Don't Screw Up - A VAXCluster Tale

Black and white image of a VAX Cluster

My first serious job was working as a Junior Sysadmin on a large VAXCluster. I literally had NO idea what I was doing. On my first day my boss said to me, "Here's your account details, it's got the same rights as SYSTEM, if you screw up, we'll fire you. Good Luck.". The senior admin showed me the ropes, especially the HELP command, and I basically spent the next week typing HELP followed by every command I encountered.

Fast forward a few months, and I'm fairly comfortable with VMS, writing scripts and improving some of the daily housekeeping tasks to make them faster and more efficient. I'm working on the startup script that boots the cluster, stepping through the existing one to understand what it does and I encounter a command I've never seen before, so I duly flip terminal screens (VT420 dumb terminal with dual inputs), and type HELP followed by the command.

Except I didn't actually type HELP. I just typed the command.

As I watched the terminal fill up with output, I realised what it did. Basically it flushed all core running processes out of memory. Including the process that allowed people to logon.

Normally this would be a fairly embarrassing screw up requiring a simple reboot, except that this VAXCluster belonged to the MoD, and it was running military combat scenarios (wargames), and had been running a large war scenario for several weeks, non-stop. Somewhere on the site where I was working, there were two large rooms each filled with soldiers and each day they'd been planning out their campaign tactics against each other and these decisions were being plumbed into the running scenario in real time by an operator.

I'd basically broken everything, and potentially destroyed the whole scenario. The scenario was still running in memory, but no-one could talk to it anymore. Rebooting the cluster was not an option.

Immediately, white faced, I admitted to what I'd done. One of the 'real' VMS coders on my team also went ashen. After lots of head scratching, he set to work. I don't know in detail what he did, but from what I understood at the time, he effectively manually restarted the hundreds of processes that the Cluster needed to operate - as if it was rebooting, but without actually flipping the switch.

Several hours later, the Cluster was fixed and running normally. I'd also not been fired.

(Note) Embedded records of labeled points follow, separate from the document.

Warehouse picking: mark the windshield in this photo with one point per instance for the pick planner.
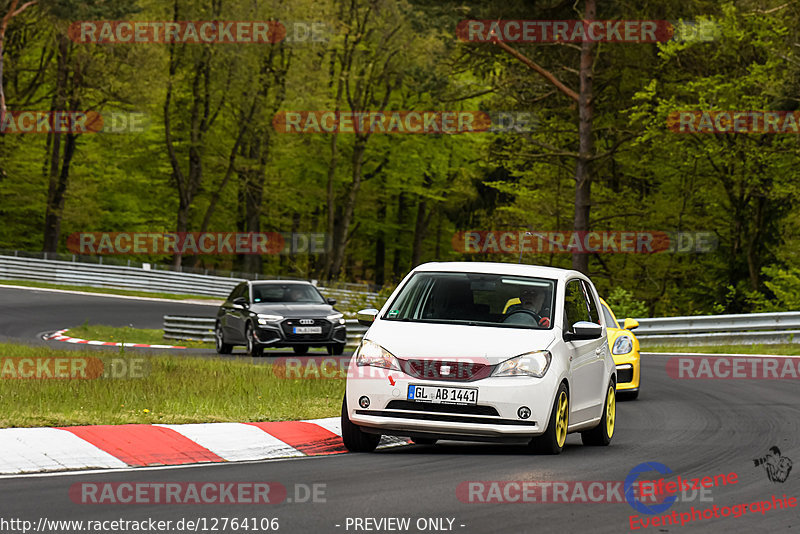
(610, 321)
(475, 299)
(296, 293)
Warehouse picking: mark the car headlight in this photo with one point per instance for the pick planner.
(336, 318)
(529, 364)
(623, 345)
(374, 355)
(264, 318)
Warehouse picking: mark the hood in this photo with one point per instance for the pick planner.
(293, 310)
(428, 341)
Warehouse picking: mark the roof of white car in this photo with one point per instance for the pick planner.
(513, 269)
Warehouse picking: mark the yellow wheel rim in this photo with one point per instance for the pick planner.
(611, 411)
(562, 418)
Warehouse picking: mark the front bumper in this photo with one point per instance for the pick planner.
(494, 417)
(275, 335)
(628, 370)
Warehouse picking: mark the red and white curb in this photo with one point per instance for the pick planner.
(59, 336)
(32, 450)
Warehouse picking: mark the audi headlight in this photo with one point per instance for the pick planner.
(374, 355)
(623, 345)
(264, 318)
(336, 318)
(529, 364)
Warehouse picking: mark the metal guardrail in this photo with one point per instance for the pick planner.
(763, 328)
(735, 329)
(144, 279)
(202, 329)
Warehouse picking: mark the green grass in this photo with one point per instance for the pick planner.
(106, 290)
(783, 349)
(127, 334)
(174, 389)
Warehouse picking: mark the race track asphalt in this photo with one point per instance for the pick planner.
(695, 427)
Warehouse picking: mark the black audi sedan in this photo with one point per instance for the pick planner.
(279, 313)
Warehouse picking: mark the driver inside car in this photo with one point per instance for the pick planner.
(532, 300)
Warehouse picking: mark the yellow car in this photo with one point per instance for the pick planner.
(625, 351)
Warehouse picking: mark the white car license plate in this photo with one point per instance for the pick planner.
(307, 330)
(442, 395)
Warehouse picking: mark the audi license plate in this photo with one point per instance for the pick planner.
(442, 395)
(307, 330)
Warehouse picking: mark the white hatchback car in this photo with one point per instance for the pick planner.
(483, 352)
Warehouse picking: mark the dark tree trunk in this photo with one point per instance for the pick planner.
(343, 230)
(380, 245)
(583, 172)
(398, 252)
(59, 170)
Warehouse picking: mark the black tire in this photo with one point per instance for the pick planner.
(254, 350)
(337, 349)
(219, 341)
(355, 439)
(601, 435)
(552, 441)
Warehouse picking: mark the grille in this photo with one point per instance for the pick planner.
(446, 370)
(443, 408)
(287, 326)
(624, 375)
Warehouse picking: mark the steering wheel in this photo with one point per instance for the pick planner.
(536, 316)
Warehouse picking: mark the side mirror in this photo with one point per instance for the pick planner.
(583, 330)
(366, 317)
(630, 324)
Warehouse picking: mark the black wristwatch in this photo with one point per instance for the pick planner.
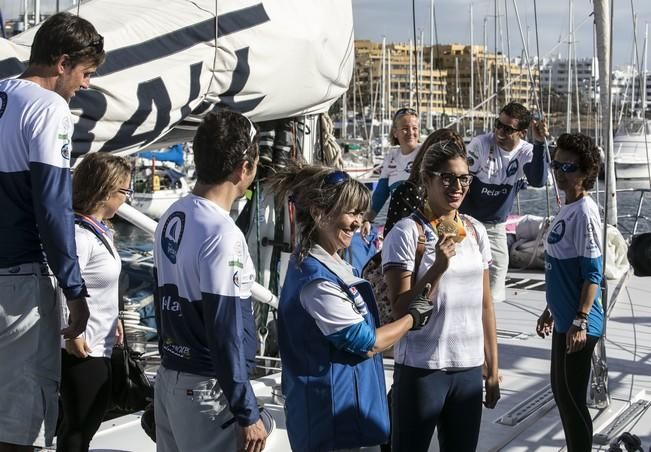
(581, 324)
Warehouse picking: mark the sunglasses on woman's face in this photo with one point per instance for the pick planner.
(448, 179)
(506, 128)
(564, 167)
(126, 192)
(404, 111)
(336, 178)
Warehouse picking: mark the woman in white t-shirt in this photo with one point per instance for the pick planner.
(438, 373)
(100, 186)
(405, 133)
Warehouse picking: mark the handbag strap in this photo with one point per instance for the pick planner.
(420, 250)
(82, 222)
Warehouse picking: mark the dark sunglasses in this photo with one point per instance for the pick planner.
(336, 178)
(507, 129)
(564, 167)
(126, 191)
(448, 179)
(404, 111)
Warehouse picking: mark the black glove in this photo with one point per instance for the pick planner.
(420, 309)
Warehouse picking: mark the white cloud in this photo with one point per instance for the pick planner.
(377, 18)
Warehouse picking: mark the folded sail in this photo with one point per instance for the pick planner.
(165, 69)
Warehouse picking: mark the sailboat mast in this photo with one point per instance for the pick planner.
(431, 65)
(603, 27)
(382, 91)
(635, 63)
(644, 69)
(568, 107)
(411, 74)
(472, 77)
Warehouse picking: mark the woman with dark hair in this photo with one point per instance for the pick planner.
(437, 381)
(333, 378)
(405, 133)
(100, 185)
(574, 314)
(408, 196)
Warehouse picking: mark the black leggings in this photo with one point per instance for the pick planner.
(427, 399)
(569, 378)
(85, 398)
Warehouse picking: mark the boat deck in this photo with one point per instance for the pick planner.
(524, 367)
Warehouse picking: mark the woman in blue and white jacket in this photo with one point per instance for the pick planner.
(405, 133)
(333, 377)
(574, 314)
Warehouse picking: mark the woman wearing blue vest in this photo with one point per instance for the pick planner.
(573, 270)
(437, 381)
(333, 377)
(100, 185)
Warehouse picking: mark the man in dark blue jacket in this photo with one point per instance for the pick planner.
(37, 238)
(503, 163)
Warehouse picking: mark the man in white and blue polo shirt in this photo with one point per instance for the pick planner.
(204, 400)
(37, 235)
(503, 163)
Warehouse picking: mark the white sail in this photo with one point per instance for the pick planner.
(164, 68)
(603, 40)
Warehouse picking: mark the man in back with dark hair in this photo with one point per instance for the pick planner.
(204, 273)
(37, 238)
(503, 163)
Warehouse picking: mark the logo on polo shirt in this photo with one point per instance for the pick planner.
(3, 103)
(512, 168)
(557, 232)
(172, 235)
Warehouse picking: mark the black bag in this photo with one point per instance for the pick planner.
(131, 388)
(639, 254)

This event, left me with a massive appreciation of multi-user systems and how one small error can affect hundreds of people. A year or so later, I transitioned into PC support as Desktop PCs were slowly replacing the dumb terminals across the site, and later on I started working for an international bank where again networked PCs were new. I found that having cut my teeth on and been burned on a large multi-user system gave me an Impact perspective that most people working in the fledgling PC support industry didn't yet have.

Because of this, VAX/VMS systems will always be special to me.

Reposted from my original Hacker News comment.